This is the statement that always comes back to bite biologists. If it's "theoretically possible", biology is probably already doing it somewhere.
When I started grad school (mol bio/genetics), there was a laundry list of things that "never happened in biology". By the time I finished grad school a lot of those items were removed from the laundry list.
And, as I'm sure you're aware, the inability to find something is not evidence that it doesn't exist.
You might imagine that the cell would do this by splitting the two DNA strands and sending some molecular machine down each one to replicate it. That is what it does - kind of. See, the tricky part is that the two DNA strands are pointing in opposite directions. The heads and tails of the nucleotides (A, C, T, or G) in each strand are pointed in opposite directions.

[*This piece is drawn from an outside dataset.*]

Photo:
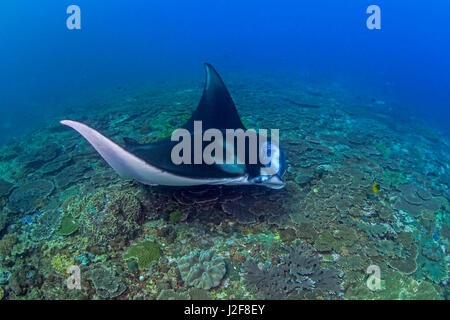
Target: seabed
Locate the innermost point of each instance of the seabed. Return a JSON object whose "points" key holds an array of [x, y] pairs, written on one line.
{"points": [[365, 189]]}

You might think that, if evolution can create a machine that works in one direction, it could create a machine that works in the other direction. Then, one could be used on each strand in parallel. Back in the day (~40 years ago), this is basically what everyone assumed must be happening.
But that's not what happens. We only have a machine that goes in one direction. People spent many, many years looking for these little molecular machines, but only ones that went in the same direction were found. None that went backwards.
So for the backwards strand, it's duplicated in a really convoluted process. Basically, instead of copying it all in one shot, it has to repeatedly jump ahead, work back, jump ahead, work back, creating a bunch of little DNA fragments. While it does this, all the little fragments have to be tied together. It's a very strange process.